Beginning in 2022, Brazil will face more difficulties if it wants to expand the purchase of vaccine doses from the WAO-formed Kovacs Federation.
At a meeting this week, the Geneva-based mechanism decided to modify its laws next year to expand the distribution of vaccines in the world’s poorest countries. But for that, it will encourage emerging economies like Brazil to expand their purchases of vaccines.
Its goal is to prioritize the most vulnerable and create laws that reduce the number of participants in vaccine purchases. The plan is that in the current 190 countries, one-third will stop issuing new orders.
In April 2020, the WHO launched a program to try to prevent a vaccine racism in the world. The fund was created with the aim of accumulating quantities and guaranteeing the distribution of quantities to poor countries. Initially Brazil did not join.

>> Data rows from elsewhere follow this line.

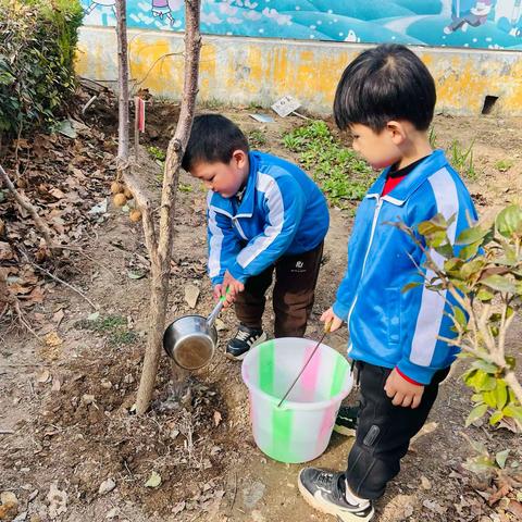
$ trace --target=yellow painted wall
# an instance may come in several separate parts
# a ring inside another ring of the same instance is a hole
[[[130,75],[135,85],[159,97],[178,99],[183,87],[183,37],[129,32]],[[330,113],[345,66],[365,46],[238,37],[203,38],[201,101],[269,107],[293,95],[304,108]],[[437,110],[480,114],[486,96],[495,110],[522,115],[522,53],[470,49],[414,48],[437,83]],[[99,82],[117,77],[114,30],[83,27],[77,72]]]

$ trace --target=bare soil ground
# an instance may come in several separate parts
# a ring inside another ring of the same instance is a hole
[[[259,130],[265,138],[260,148],[296,160],[282,146],[282,135],[302,124],[301,120],[290,116],[261,125],[246,109],[223,112],[246,133]],[[175,122],[176,113],[175,107],[154,109],[149,144],[165,145],[165,122]],[[105,117],[102,123],[109,139],[113,120]],[[462,145],[474,142],[477,174],[468,185],[483,215],[510,201],[520,202],[521,123],[496,116],[440,115],[435,121],[439,147],[448,148],[453,139]],[[500,172],[499,162],[508,160],[509,169]],[[139,172],[158,189],[160,169],[145,148]],[[89,176],[89,172],[84,174]],[[108,187],[113,171],[101,169],[98,175]],[[187,284],[200,290],[198,313],[207,314],[212,308],[206,276],[206,195],[187,175],[182,183],[170,319],[194,312],[184,298]],[[100,202],[108,188],[96,194],[95,202]],[[307,332],[311,338],[320,333],[319,315],[332,303],[346,266],[350,213],[332,209],[331,214],[325,262]],[[130,223],[125,212],[111,204],[89,231],[67,281],[98,309],[48,279],[45,299],[27,312],[33,328],[47,335],[45,343],[13,327],[9,318],[0,324],[0,492],[12,492],[20,501],[16,520],[330,520],[300,498],[296,484],[300,465],[272,461],[256,447],[240,365],[227,360],[222,350],[208,368],[191,375],[190,394],[179,403],[170,394],[170,362],[164,357],[151,411],[142,418],[129,414],[147,330],[147,252],[140,225]],[[270,308],[265,315],[271,331]],[[223,347],[235,331],[233,311],[225,311],[221,321]],[[510,336],[510,347],[518,356],[521,334],[519,323]],[[330,337],[339,351],[345,350],[346,341],[346,328]],[[462,468],[471,455],[461,436],[471,395],[459,378],[463,368],[459,362],[442,386],[428,424],[377,504],[375,520],[521,520],[512,501],[500,500],[489,507],[485,497],[490,495],[490,484]],[[355,398],[352,394],[349,400]],[[465,432],[492,450],[510,448],[510,462],[522,460],[520,435],[505,428],[494,432],[486,425],[473,425]],[[334,434],[326,452],[313,464],[344,468],[351,442]],[[147,487],[153,472],[161,476],[161,484]],[[0,515],[0,520],[12,520],[15,514]]]

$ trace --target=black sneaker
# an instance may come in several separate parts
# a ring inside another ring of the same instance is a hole
[[[337,413],[337,419],[335,419],[334,432],[347,437],[355,437],[359,410],[359,406],[341,406]]]
[[[228,341],[226,356],[236,361],[240,361],[245,359],[250,348],[265,340],[266,334],[262,330],[252,330],[240,324],[235,337]]]
[[[314,509],[337,517],[339,522],[369,521],[373,518],[371,500],[352,505],[345,497],[345,474],[319,468],[304,468],[297,480],[304,500]]]

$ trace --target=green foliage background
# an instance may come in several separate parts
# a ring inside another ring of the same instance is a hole
[[[52,124],[75,89],[79,0],[0,0],[0,136]]]

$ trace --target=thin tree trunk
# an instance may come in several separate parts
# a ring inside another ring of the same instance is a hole
[[[125,169],[128,162],[128,47],[127,47],[127,2],[116,1],[116,37],[117,37],[117,90],[119,90],[119,126],[117,159]]]
[[[37,226],[37,228],[39,228],[39,231],[44,235],[44,239],[50,249],[50,254],[52,256],[54,241],[52,240],[51,229],[49,228],[47,223],[40,217],[40,215],[38,214],[38,211],[36,210],[36,207],[29,201],[29,199],[26,196],[24,196],[22,192],[18,192],[16,190],[16,187],[13,185],[13,182],[9,177],[8,173],[3,170],[2,165],[0,165],[0,179],[3,179],[3,183],[11,190],[16,202],[23,209],[29,212],[30,216],[33,217],[33,221],[35,222],[35,225]]]
[[[152,285],[149,310],[149,331],[144,369],[136,400],[136,412],[147,411],[154,389],[158,364],[161,355],[163,330],[165,326],[169,283],[171,274],[171,257],[174,234],[174,216],[176,210],[176,194],[179,181],[179,165],[190,136],[196,97],[198,94],[199,52],[201,36],[199,33],[200,0],[185,2],[185,79],[182,109],[176,132],[171,139],[166,152],[161,194],[160,229],[158,240],[158,263],[151,263]],[[178,389],[185,376],[178,372]]]

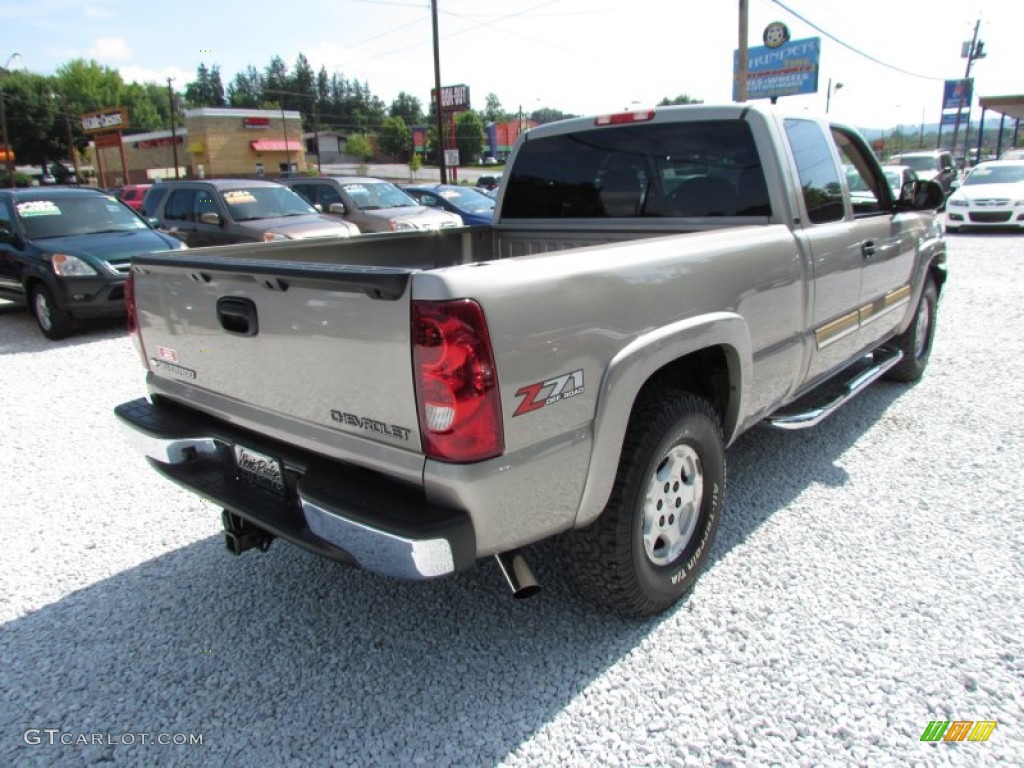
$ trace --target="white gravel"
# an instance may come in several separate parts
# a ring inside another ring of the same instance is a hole
[[[950,248],[925,379],[741,438],[709,570],[647,623],[578,602],[550,547],[524,603],[489,562],[232,558],[115,428],[127,339],[0,303],[0,765],[1024,764],[1024,237]]]

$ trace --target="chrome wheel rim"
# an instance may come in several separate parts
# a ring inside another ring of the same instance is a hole
[[[39,325],[47,331],[53,325],[53,317],[50,315],[50,304],[41,293],[36,294],[36,318]]]
[[[689,445],[673,445],[647,483],[643,547],[655,565],[669,565],[686,549],[703,500],[700,457]]]
[[[932,305],[925,298],[918,309],[918,318],[914,321],[913,330],[913,356],[921,359],[928,351],[928,332],[932,325]]]

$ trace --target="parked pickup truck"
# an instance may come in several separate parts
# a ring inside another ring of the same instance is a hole
[[[558,536],[582,593],[655,613],[708,559],[737,435],[925,370],[942,190],[894,197],[848,127],[572,119],[505,176],[490,227],[134,259],[150,394],[117,415],[230,551],[411,580],[496,556],[525,596],[522,548]]]

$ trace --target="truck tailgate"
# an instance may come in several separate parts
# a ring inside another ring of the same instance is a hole
[[[407,452],[411,469],[422,460],[413,271],[223,254],[137,258],[151,390],[239,424],[259,414],[278,437],[337,458]]]

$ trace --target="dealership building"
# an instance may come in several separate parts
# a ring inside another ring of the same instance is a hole
[[[184,126],[173,132],[97,135],[90,152],[100,186],[175,176],[272,177],[307,168],[301,115],[287,110],[187,110]]]

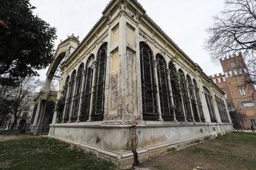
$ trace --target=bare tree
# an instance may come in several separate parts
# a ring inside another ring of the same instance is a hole
[[[226,0],[224,10],[213,20],[205,46],[212,60],[241,52],[244,73],[250,76],[245,82],[256,84],[256,1]]]
[[[26,97],[29,94],[34,94],[35,90],[40,89],[43,84],[41,81],[36,79],[34,77],[22,78],[17,83],[18,85],[15,87],[8,86],[0,87],[4,89],[1,91],[0,99],[1,101],[5,101],[6,103],[11,101],[12,103],[11,108],[7,110],[6,108],[3,108],[1,111],[2,113],[9,111],[9,114],[13,115],[14,122],[10,127],[11,129],[13,129],[17,124],[19,110],[26,107],[30,102]]]

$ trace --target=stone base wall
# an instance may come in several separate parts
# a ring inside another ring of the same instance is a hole
[[[131,168],[134,163],[130,147],[131,126],[100,123],[51,125],[49,136],[80,146],[121,168]],[[232,124],[145,122],[136,127],[138,160],[142,163],[233,131]]]

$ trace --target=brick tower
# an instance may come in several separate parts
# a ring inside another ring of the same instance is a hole
[[[223,73],[211,76],[212,80],[225,92],[229,108],[236,110],[244,115],[242,126],[244,129],[256,126],[256,107],[254,95],[255,91],[252,84],[245,85],[245,80],[250,79],[245,73],[246,65],[241,54],[220,60]]]

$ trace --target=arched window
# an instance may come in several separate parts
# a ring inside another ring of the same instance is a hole
[[[228,118],[228,112],[227,112],[227,110],[226,108],[225,103],[224,102],[224,100],[223,99],[221,99],[221,102],[223,108],[224,108],[224,121],[225,121],[226,123],[229,123],[229,119]]]
[[[218,110],[219,111],[220,116],[221,116],[221,122],[224,122],[223,110],[221,108],[221,103],[220,102],[220,99],[216,95],[215,95],[215,100],[216,100],[216,103],[217,103]]]
[[[159,117],[152,52],[150,47],[143,42],[140,42],[140,58],[143,118],[144,120],[158,120]]]
[[[190,101],[187,89],[187,83],[185,78],[184,73],[181,69],[179,70],[180,76],[179,82],[181,83],[181,93],[182,94],[183,103],[184,105],[185,115],[188,121],[192,121],[193,117],[192,115],[192,110],[190,107]]]
[[[75,89],[75,100],[74,101],[74,110],[73,110],[73,121],[77,120],[78,111],[79,108],[80,97],[81,95],[82,81],[83,79],[83,70],[84,69],[84,65],[82,63],[77,71],[77,89]]]
[[[67,108],[67,102],[68,100],[68,96],[67,96],[67,91],[69,89],[69,76],[68,76],[66,79],[66,81],[65,81],[65,86],[64,87],[64,97],[65,99],[65,107]],[[63,113],[64,111],[64,108],[63,108],[63,111],[61,113],[59,113],[59,119],[57,120],[57,122],[59,122],[61,119],[62,119],[63,118],[63,114],[64,114],[65,113]]]
[[[48,133],[49,130],[49,124],[53,121],[53,113],[54,111],[55,102],[48,102],[45,105],[45,113],[43,114],[43,122],[41,126],[42,133]]]
[[[205,116],[203,115],[203,107],[202,105],[201,100],[200,99],[199,89],[197,87],[197,83],[195,79],[193,79],[193,84],[194,84],[194,87],[195,88],[195,97],[197,98],[197,107],[199,111],[200,118],[201,119],[201,121],[205,122]]]
[[[37,110],[37,107],[38,106],[38,102],[37,102],[35,106],[34,106],[34,109],[33,110],[33,115],[32,115],[32,118],[31,118],[31,121],[30,123],[32,124],[33,124],[34,123],[34,119],[35,119],[35,115],[36,113],[36,110]]]
[[[215,111],[214,110],[213,103],[212,97],[210,95],[210,91],[203,86],[203,91],[205,92],[205,99],[207,100],[208,110],[209,110],[210,116],[211,118],[211,122],[217,122],[216,119]]]
[[[107,51],[108,43],[105,42],[101,45],[98,51],[95,91],[92,113],[92,121],[103,120]]]
[[[70,78],[70,85],[69,85],[69,95],[67,96],[67,107],[66,109],[65,118],[64,118],[65,122],[69,121],[69,114],[70,113],[70,111],[71,111],[71,103],[72,103],[72,98],[73,96],[74,86],[75,84],[75,75],[76,75],[76,71],[75,70],[74,70],[71,75],[71,78]]]
[[[92,55],[87,60],[85,67],[86,76],[84,87],[83,87],[84,94],[82,104],[82,111],[80,120],[81,121],[88,120],[91,104],[92,87],[93,81],[93,62],[94,55]]]
[[[171,62],[169,63],[169,69],[171,70],[171,86],[174,102],[174,107],[172,109],[175,111],[176,119],[178,121],[183,121],[185,119],[183,115],[181,91],[179,88],[179,76],[174,64]]]
[[[157,75],[162,118],[164,121],[173,121],[173,113],[171,109],[171,97],[169,95],[166,63],[160,54],[156,55],[156,59],[158,63]]]
[[[234,62],[231,62],[230,63],[230,67],[236,67],[236,64],[234,63]]]
[[[194,118],[195,121],[200,121],[198,112],[197,111],[197,108],[196,98],[194,95],[195,94],[194,93],[194,88],[192,83],[190,76],[188,75],[187,75],[187,81],[189,87],[189,96],[190,97],[190,101],[194,114]]]

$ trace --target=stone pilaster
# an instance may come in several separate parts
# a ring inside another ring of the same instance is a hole
[[[173,109],[173,107],[174,105],[174,101],[173,100],[173,90],[172,90],[171,84],[170,74],[171,74],[171,70],[167,69],[167,78],[168,78],[168,90],[169,90],[168,92],[169,92],[169,95],[171,97],[171,107],[172,107],[171,111],[173,111],[173,121],[177,121],[175,110]]]
[[[153,53],[154,54],[154,53]],[[156,102],[158,105],[158,111],[159,114],[159,120],[163,121],[162,119],[162,114],[161,112],[161,103],[160,103],[160,95],[159,94],[159,86],[158,86],[158,76],[157,76],[157,65],[158,62],[156,60],[156,57],[154,55],[153,57],[154,61],[153,61],[153,67],[154,67],[154,79],[155,79],[155,83],[156,84]]]
[[[97,60],[97,59],[96,59]],[[89,118],[88,121],[92,121],[92,114],[93,112],[93,100],[94,100],[94,92],[95,91],[95,76],[97,71],[97,62],[96,60],[94,60],[93,62],[93,78],[92,78],[92,95],[91,95],[91,102],[90,103],[90,111],[89,111]]]
[[[192,102],[191,102],[191,96],[190,96],[190,93],[189,92],[189,84],[188,83],[186,83],[186,91],[187,92],[187,97],[188,97],[188,100],[189,100],[189,107],[190,108],[190,111],[191,111],[191,116],[192,116],[192,121],[195,121],[195,118],[194,116],[194,111],[193,111],[193,108],[192,107]]]
[[[66,110],[67,110],[67,106],[68,99],[69,99],[69,88],[70,87],[70,83],[68,82],[67,83],[67,91],[66,91],[66,99],[65,99],[65,105],[64,105],[64,108],[63,110],[63,115],[62,115],[62,123],[64,123],[66,114],[66,112],[67,112]]]
[[[74,89],[72,92],[72,96],[71,97],[71,106],[70,106],[70,114],[69,114],[69,122],[72,122],[72,118],[73,118],[73,111],[74,111],[74,105],[75,102],[75,93],[77,91],[77,76],[75,77],[75,84],[74,85]]]
[[[85,76],[86,76],[86,71],[83,70],[82,72],[82,87],[81,87],[81,92],[80,94],[80,100],[79,103],[79,110],[77,114],[77,122],[80,122],[80,116],[81,115],[82,112],[82,106],[83,104],[83,99],[85,93]]]

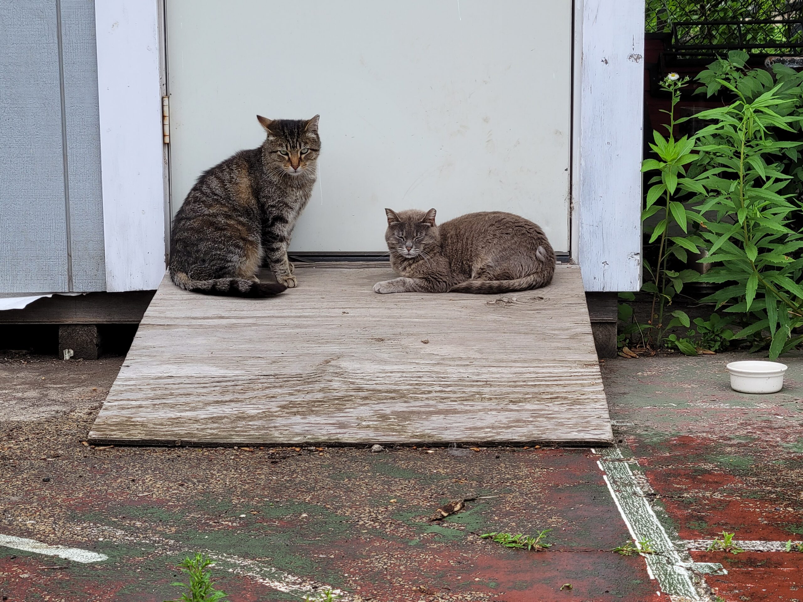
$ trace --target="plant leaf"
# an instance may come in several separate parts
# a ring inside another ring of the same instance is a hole
[[[642,171],[648,172],[650,169],[660,169],[662,165],[662,163],[654,159],[645,159],[642,161]]]
[[[744,290],[744,299],[747,301],[747,309],[749,311],[750,305],[756,299],[756,290],[758,288],[758,272],[753,271],[748,279],[748,283]]]
[[[677,346],[680,352],[684,356],[696,356],[697,349],[691,343],[685,340],[678,340],[675,341],[675,344]]]
[[[747,254],[748,258],[752,262],[756,261],[756,258],[758,257],[758,249],[750,241],[744,243],[744,252]]]
[[[700,252],[700,250],[697,248],[697,246],[694,242],[687,238],[684,238],[682,236],[671,236],[670,237],[670,240],[672,241],[672,242],[675,243],[676,245],[679,245],[680,246],[691,251],[692,253]]]
[[[654,242],[656,238],[663,234],[665,230],[666,230],[666,220],[662,219],[655,225],[655,230],[653,230],[652,236],[650,237],[650,242]]]
[[[675,221],[683,228],[683,232],[687,232],[688,226],[686,222],[686,208],[677,201],[670,201],[669,210],[671,212],[672,217],[675,218]]]
[[[654,186],[650,189],[647,192],[647,208],[658,201],[658,197],[663,194],[664,191],[666,189],[666,185],[665,184],[656,184]]]
[[[775,336],[775,327],[778,323],[778,302],[774,295],[767,294],[765,307],[767,309],[767,321],[769,326],[769,334]]]

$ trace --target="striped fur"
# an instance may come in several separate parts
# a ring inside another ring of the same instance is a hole
[[[262,146],[201,174],[176,214],[170,277],[187,291],[267,297],[297,284],[287,246],[315,185],[318,116],[257,119],[267,133]],[[259,282],[263,265],[278,284]]]
[[[385,239],[399,278],[377,283],[377,293],[492,295],[544,287],[555,253],[536,224],[512,214],[484,211],[435,226],[435,209],[386,209]]]

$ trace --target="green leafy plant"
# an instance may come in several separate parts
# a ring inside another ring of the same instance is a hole
[[[629,541],[623,546],[611,548],[611,551],[621,554],[622,556],[632,556],[634,554],[638,553],[638,548],[633,545],[632,541]]]
[[[711,314],[707,320],[695,318],[693,322],[697,329],[696,338],[693,330],[689,331],[689,336],[694,338],[699,348],[712,352],[723,351],[733,340],[733,331],[728,327],[732,321],[733,318],[720,318],[718,314]]]
[[[786,542],[786,545],[784,546],[784,551],[799,551],[803,552],[803,543],[800,542],[793,542],[791,539]]]
[[[491,541],[500,543],[505,547],[526,547],[528,550],[535,550],[539,551],[540,550],[546,550],[548,547],[552,547],[552,543],[546,543],[544,539],[546,539],[547,533],[551,531],[552,529],[544,529],[538,532],[536,536],[524,535],[521,533],[518,535],[512,535],[511,533],[483,533],[480,537],[483,539],[490,539]]]
[[[733,541],[733,536],[736,533],[727,533],[726,531],[722,532],[722,539],[719,537],[714,538],[708,547],[706,548],[706,551],[718,551],[721,550],[722,551],[730,552],[731,554],[740,554],[744,551],[742,548],[736,545],[736,543]]]
[[[638,546],[638,551],[642,554],[655,553],[655,548],[653,547],[653,543],[650,539],[639,539],[637,545]]]
[[[653,547],[653,543],[650,539],[639,539],[634,545],[632,541],[628,541],[625,543],[623,546],[617,546],[616,547],[611,548],[611,551],[620,554],[622,556],[632,556],[634,554],[654,554],[655,548]]]
[[[671,73],[662,83],[661,87],[670,93],[671,104],[669,111],[669,123],[666,124],[667,136],[665,138],[658,132],[653,132],[654,144],[650,147],[658,155],[658,159],[645,159],[642,163],[642,172],[657,171],[658,175],[650,180],[646,204],[642,214],[642,222],[649,234],[649,242],[658,242],[658,258],[654,265],[644,262],[649,280],[645,282],[642,290],[653,295],[650,317],[647,324],[637,324],[642,338],[645,328],[654,331],[648,335],[654,344],[660,346],[664,340],[666,329],[683,323],[683,320],[673,312],[673,319],[664,323],[664,311],[667,304],[672,303],[675,295],[680,292],[683,285],[699,275],[694,270],[676,271],[667,267],[667,261],[675,255],[682,262],[688,259],[688,251],[699,252],[694,242],[687,236],[673,236],[671,230],[679,229],[684,234],[689,231],[691,222],[699,218],[695,212],[689,212],[682,202],[677,200],[683,193],[703,193],[705,189],[695,179],[687,177],[686,166],[695,159],[692,153],[695,140],[683,136],[675,139],[675,108],[680,100],[681,89],[688,83],[688,78],[680,79],[676,73]],[[653,216],[660,219],[654,226],[648,226]],[[646,278],[645,279],[647,279]],[[683,313],[683,312],[681,312]],[[685,315],[685,314],[683,314]],[[686,316],[688,322],[688,316]],[[688,326],[688,323],[685,324]],[[634,329],[631,327],[630,332]]]
[[[304,596],[304,602],[334,602],[340,597],[340,594],[336,594],[332,590],[324,589],[313,598],[308,596]]]
[[[794,102],[778,96],[780,85],[751,102],[718,81],[739,100],[696,116],[714,123],[697,134],[699,164],[707,169],[695,181],[705,192],[695,199],[699,236],[687,241],[692,252],[707,250],[700,262],[715,264],[697,279],[727,285],[701,300],[748,316],[751,323],[736,338],[755,336],[754,349],[768,343],[775,359],[803,341],[793,334],[803,325],[803,258],[797,253],[803,235],[789,227],[801,205],[792,194],[780,193],[791,176],[776,161],[803,143],[776,140],[770,130],[793,131],[789,124],[801,118],[775,110]],[[768,331],[766,340],[763,331]]]
[[[673,311],[673,315],[684,325],[690,325],[689,318],[683,311]],[[711,314],[707,320],[695,318],[694,324],[697,330],[688,330],[686,336],[679,337],[671,334],[666,338],[667,347],[678,349],[687,356],[697,356],[700,353],[715,352],[722,351],[733,339],[733,331],[727,327],[732,318],[720,318],[717,314]]]
[[[177,600],[169,602],[218,602],[225,600],[227,595],[215,588],[212,573],[206,570],[212,564],[212,561],[202,554],[185,558],[179,566],[181,571],[189,576],[190,583],[174,583],[171,585],[185,588],[189,591],[181,594]]]

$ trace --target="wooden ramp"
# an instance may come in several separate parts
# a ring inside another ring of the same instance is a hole
[[[375,264],[374,264],[375,265]],[[162,281],[89,438],[177,445],[605,445],[580,269],[503,295],[377,295],[387,264],[277,297]]]

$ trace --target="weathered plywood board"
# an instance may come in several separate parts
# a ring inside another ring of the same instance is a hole
[[[612,438],[580,270],[505,295],[380,295],[386,268],[299,266],[272,299],[162,282],[90,439],[599,445]]]

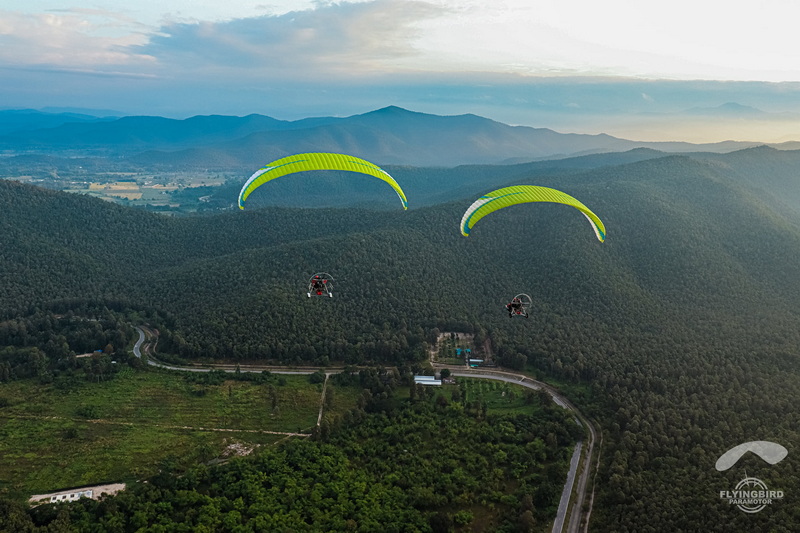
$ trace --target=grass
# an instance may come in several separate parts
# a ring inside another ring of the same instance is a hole
[[[283,385],[277,379],[209,385],[184,374],[125,371],[100,383],[3,384],[0,488],[30,495],[133,481],[224,457],[232,444],[249,448],[287,438],[268,431],[310,431],[322,385],[307,376],[281,378]],[[352,408],[359,394],[335,388],[331,411]]]
[[[466,394],[467,402],[486,402],[488,412],[497,414],[531,414],[537,409],[536,403],[526,401],[526,394],[533,393],[530,389],[512,383],[493,381],[488,379],[458,378],[459,385],[448,385],[446,390],[451,394],[452,389],[461,387]]]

When he decided to be part of the project, he had the opportunity to receive 86 million doses from Kovacs, which is enough for 20% of its population. Despite the possibility of refunding or giving up in the middle of the process, Brazil was reluctant. The final decision of the Palacio do Planaldo is to purchase only 43 million doses, which is the minimum set by the organizers.
As the shortage of quantities became apparent in Brazil, the government began talking to the WHO to assess the feasibility of expanding Kovacs’ purchases.
But, at the end of this week, it was established by the mechanism that governments wishing to make new purchases must pay the full charge for the entire order before any delivery.
In other words: for countries like Brazil, South Africa, Mexico or Argentina, a new series of vaccine reservations must be fully banked in action, which could pose a hurdle for governments.
Today, money is paid for as quantities are released. However, for Kovacs, the financial risk lies with the company. In addition, the situation still prevents the federation from taking more action to guarantee vaccinations for the world’s 92 poorest countries.
Today, only 1.5% of the world’s vaccines are available in Africa. According to the WHO, this is a “moral failure” and a new dimension of inequality.